What about NACLA Report, the progressive journal on Latin America? Would that be an acceptable source. I did not find a discussion of repressive violence against the left, but I found this discussion of racist police violence in Venezuela from this summer. It reveals that nearly a third of homicides in Venezuela are committed by state security agencies. It reveals that Venezuela's police kill as many people as Brazil's: a country with a population seven times larger. It reveals that the victims of this police violence are overwhelmingly young, overwhelmingly poor, and overwhelmingly Native and Black. So, while the Venezuelan regime can hypocritically denounce the US for the murder of George Floyd, neither the Venezuelan government not the Venezuelan opposition can honestly say that Black Lives Matter to them.

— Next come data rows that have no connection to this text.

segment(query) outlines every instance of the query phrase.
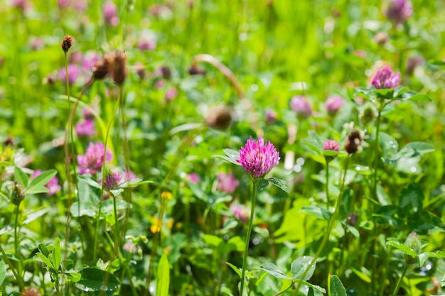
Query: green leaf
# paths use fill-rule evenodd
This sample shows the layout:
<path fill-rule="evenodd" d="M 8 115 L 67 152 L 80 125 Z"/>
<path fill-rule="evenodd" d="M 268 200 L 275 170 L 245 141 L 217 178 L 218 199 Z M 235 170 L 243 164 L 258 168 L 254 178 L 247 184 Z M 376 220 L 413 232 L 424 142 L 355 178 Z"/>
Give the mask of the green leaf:
<path fill-rule="evenodd" d="M 269 181 L 265 179 L 261 179 L 258 181 L 258 187 L 257 187 L 257 192 L 259 192 L 263 191 L 266 187 L 269 186 Z"/>
<path fill-rule="evenodd" d="M 28 186 L 28 176 L 20 168 L 14 167 L 14 180 L 17 181 L 23 188 Z"/>
<path fill-rule="evenodd" d="M 270 182 L 274 185 L 277 186 L 278 188 L 281 189 L 284 192 L 287 192 L 287 193 L 290 192 L 289 187 L 287 187 L 284 181 L 283 181 L 282 180 L 278 179 L 277 177 L 271 177 L 271 178 L 267 179 L 267 181 Z"/>
<path fill-rule="evenodd" d="M 218 247 L 220 243 L 224 241 L 222 239 L 211 234 L 203 234 L 202 237 L 208 245 L 213 246 L 215 247 Z"/>
<path fill-rule="evenodd" d="M 53 253 L 51 253 L 53 258 L 53 264 L 54 265 L 54 269 L 59 270 L 60 267 L 60 262 L 62 261 L 62 251 L 60 251 L 60 239 L 58 237 L 55 239 L 54 241 L 54 247 L 53 248 Z"/>
<path fill-rule="evenodd" d="M 329 296 L 346 296 L 346 289 L 336 275 L 331 275 L 329 278 L 328 290 Z"/>
<path fill-rule="evenodd" d="M 325 208 L 316 205 L 304 206 L 300 209 L 300 212 L 311 214 L 318 219 L 328 220 L 332 216 L 332 213 Z"/>
<path fill-rule="evenodd" d="M 291 272 L 292 273 L 292 278 L 294 280 L 307 280 L 312 277 L 313 275 L 313 272 L 315 271 L 316 264 L 314 263 L 312 266 L 311 266 L 311 269 L 306 273 L 304 278 L 303 278 L 303 274 L 306 272 L 306 270 L 309 267 L 309 264 L 313 259 L 312 256 L 303 256 L 298 258 L 292 262 L 292 265 L 291 266 Z"/>
<path fill-rule="evenodd" d="M 279 270 L 274 264 L 267 263 L 261 265 L 260 269 L 262 269 L 267 273 L 274 276 L 277 278 L 284 278 L 286 280 L 291 280 L 292 278 Z"/>
<path fill-rule="evenodd" d="M 51 261 L 50 261 L 50 260 L 46 258 L 46 256 L 45 256 L 41 253 L 36 253 L 36 255 L 37 255 L 37 256 L 45 263 L 46 266 L 48 266 L 50 269 L 54 270 L 54 265 L 53 265 Z"/>
<path fill-rule="evenodd" d="M 170 266 L 167 254 L 161 256 L 158 265 L 158 278 L 156 279 L 156 296 L 168 296 L 170 287 Z"/>
<path fill-rule="evenodd" d="M 107 271 L 87 267 L 79 271 L 79 273 L 81 276 L 80 280 L 75 285 L 77 289 L 84 292 L 114 292 L 119 288 L 119 280 L 114 275 Z"/>
<path fill-rule="evenodd" d="M 6 277 L 6 265 L 5 263 L 0 260 L 0 286 L 3 283 L 3 281 Z"/>
<path fill-rule="evenodd" d="M 26 188 L 26 193 L 28 194 L 36 194 L 35 192 L 43 187 L 56 174 L 57 170 L 50 170 L 42 172 L 41 175 L 31 180 L 29 185 L 28 185 Z"/>
<path fill-rule="evenodd" d="M 230 263 L 230 262 L 226 262 L 225 264 L 229 265 L 233 270 L 233 271 L 235 271 L 237 273 L 237 275 L 238 275 L 240 276 L 240 278 L 241 278 L 242 273 L 241 273 L 241 269 L 240 268 L 238 268 L 237 267 L 236 267 L 233 264 Z"/>

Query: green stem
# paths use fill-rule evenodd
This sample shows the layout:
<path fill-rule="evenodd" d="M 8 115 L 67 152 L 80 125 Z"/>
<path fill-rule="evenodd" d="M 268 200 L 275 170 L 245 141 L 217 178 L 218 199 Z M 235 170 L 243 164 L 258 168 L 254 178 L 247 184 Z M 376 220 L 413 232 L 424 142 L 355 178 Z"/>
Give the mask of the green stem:
<path fill-rule="evenodd" d="M 3 255 L 3 260 L 6 263 L 6 264 L 8 264 L 8 265 L 9 265 L 9 268 L 11 268 L 11 270 L 12 271 L 12 273 L 14 275 L 16 280 L 17 280 L 17 282 L 18 283 L 18 285 L 20 286 L 20 288 L 22 290 L 25 290 L 25 285 L 23 284 L 23 281 L 22 280 L 21 278 L 18 276 L 18 273 L 17 273 L 17 271 L 16 271 L 16 269 L 14 268 L 14 265 L 11 263 L 11 261 L 8 258 L 6 253 L 3 249 L 3 247 L 1 246 L 1 243 L 0 243 L 0 252 L 1 252 L 1 254 Z"/>
<path fill-rule="evenodd" d="M 323 238 L 323 241 L 321 241 L 321 244 L 320 244 L 320 246 L 318 246 L 318 248 L 317 250 L 317 252 L 315 253 L 315 256 L 313 256 L 313 258 L 312 258 L 312 260 L 311 261 L 311 263 L 309 263 L 309 265 L 307 267 L 307 268 L 306 269 L 306 270 L 304 270 L 304 273 L 303 273 L 303 275 L 301 275 L 301 279 L 305 278 L 306 275 L 307 275 L 308 272 L 311 270 L 311 268 L 313 265 L 313 264 L 315 264 L 315 263 L 316 262 L 317 259 L 318 258 L 318 257 L 320 256 L 320 254 L 321 253 L 321 251 L 323 251 L 323 249 L 324 248 L 324 246 L 326 246 L 326 243 L 328 242 L 328 241 L 329 240 L 329 235 L 331 234 L 331 231 L 332 230 L 332 228 L 333 227 L 333 224 L 337 219 L 337 216 L 338 216 L 338 212 L 340 210 L 340 205 L 341 204 L 341 201 L 343 199 L 343 191 L 345 190 L 345 183 L 346 182 L 346 174 L 348 172 L 348 165 L 349 163 L 349 159 L 350 158 L 352 154 L 348 154 L 348 157 L 346 158 L 346 160 L 345 161 L 345 168 L 344 168 L 344 172 L 343 172 L 343 179 L 341 181 L 341 187 L 340 188 L 340 194 L 338 194 L 338 197 L 337 199 L 337 204 L 336 205 L 336 209 L 334 210 L 334 212 L 332 214 L 332 216 L 331 217 L 331 219 L 329 220 L 329 224 L 328 224 L 328 229 L 326 229 L 326 232 L 325 233 L 324 237 Z M 296 291 L 298 292 L 298 291 L 300 290 L 300 287 L 301 286 L 301 282 L 303 280 L 299 280 L 299 283 L 296 286 Z"/>
<path fill-rule="evenodd" d="M 249 220 L 249 226 L 247 227 L 247 235 L 246 236 L 245 246 L 244 249 L 244 256 L 242 257 L 242 271 L 241 272 L 241 290 L 240 295 L 242 296 L 242 290 L 244 290 L 245 280 L 244 277 L 247 267 L 247 256 L 249 255 L 249 243 L 250 242 L 250 234 L 252 234 L 252 225 L 253 224 L 253 216 L 255 209 L 255 204 L 257 203 L 257 187 L 258 187 L 258 180 L 254 180 L 252 183 L 252 206 L 250 207 L 250 219 Z"/>
<path fill-rule="evenodd" d="M 294 280 L 292 280 L 292 283 L 291 283 L 291 285 L 289 287 L 287 287 L 285 290 L 282 290 L 282 292 L 279 292 L 278 293 L 275 294 L 274 296 L 278 296 L 278 295 L 281 295 L 282 294 L 284 294 L 284 292 L 286 292 L 292 287 L 294 287 Z"/>
<path fill-rule="evenodd" d="M 94 243 L 94 248 L 92 252 L 92 258 L 93 261 L 96 259 L 96 253 L 97 251 L 97 241 L 99 239 L 99 224 L 100 222 L 100 213 L 102 211 L 102 196 L 104 194 L 104 184 L 103 181 L 104 178 L 104 172 L 105 171 L 105 164 L 106 164 L 106 155 L 107 155 L 107 143 L 108 142 L 108 136 L 109 136 L 109 130 L 111 128 L 113 121 L 114 120 L 114 117 L 116 117 L 116 112 L 117 112 L 117 108 L 119 107 L 119 100 L 116 102 L 116 106 L 114 107 L 114 111 L 113 111 L 113 116 L 109 120 L 108 123 L 108 126 L 107 127 L 107 133 L 105 135 L 105 142 L 104 143 L 104 158 L 102 160 L 102 186 L 100 187 L 100 195 L 99 196 L 99 210 L 97 211 L 97 221 L 96 221 L 96 232 L 95 235 L 95 243 Z"/>
<path fill-rule="evenodd" d="M 329 160 L 326 160 L 326 209 L 329 211 Z"/>
<path fill-rule="evenodd" d="M 402 284 L 402 280 L 403 280 L 403 278 L 404 278 L 404 275 L 408 270 L 408 264 L 405 263 L 404 268 L 403 268 L 403 271 L 402 272 L 402 275 L 400 275 L 400 278 L 397 281 L 397 285 L 395 286 L 395 289 L 394 289 L 394 292 L 392 293 L 392 296 L 396 296 L 397 292 L 399 292 L 399 288 L 400 288 L 400 284 Z"/>

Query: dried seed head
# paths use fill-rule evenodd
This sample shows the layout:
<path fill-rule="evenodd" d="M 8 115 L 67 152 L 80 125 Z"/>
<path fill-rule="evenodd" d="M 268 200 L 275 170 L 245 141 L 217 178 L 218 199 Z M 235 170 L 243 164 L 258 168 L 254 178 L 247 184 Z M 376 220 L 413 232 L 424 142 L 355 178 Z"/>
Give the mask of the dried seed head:
<path fill-rule="evenodd" d="M 95 79 L 102 80 L 107 77 L 109 70 L 108 60 L 105 57 L 97 61 L 91 68 Z"/>
<path fill-rule="evenodd" d="M 26 289 L 23 290 L 23 292 L 21 292 L 21 296 L 41 296 L 40 291 L 35 287 L 28 287 Z"/>
<path fill-rule="evenodd" d="M 232 123 L 232 109 L 227 106 L 213 108 L 205 117 L 205 124 L 213 128 L 224 130 Z"/>
<path fill-rule="evenodd" d="M 355 129 L 351 131 L 345 141 L 345 150 L 348 153 L 353 154 L 356 153 L 360 148 L 360 145 L 363 138 L 360 131 Z"/>
<path fill-rule="evenodd" d="M 73 37 L 70 36 L 69 35 L 63 37 L 63 40 L 62 40 L 62 43 L 60 44 L 60 45 L 62 46 L 62 49 L 63 50 L 63 51 L 68 53 L 73 45 Z"/>
<path fill-rule="evenodd" d="M 126 61 L 127 55 L 125 55 L 125 52 L 117 50 L 114 53 L 112 64 L 112 78 L 114 82 L 119 85 L 124 83 L 127 77 Z"/>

My friend Ingrid was murdered in Colombia by FARC in 1999. The American right cried crocodile tears because they could use the death of an Indigenous human rights activist as a bludgeon against the left. The left was largely silent. In fact all I remember hearing from Democracy Now! was the FARC's initial denial. I have no interest in defending people who denominate themselves "socialists" or "leftists" if their actions are corrupt and anti-human. You can oppose US intervention in Venezuela and Nicaragua without pretending that Nicolás Maduro and Daniel Ortega are people's heroes... or even decent human beings.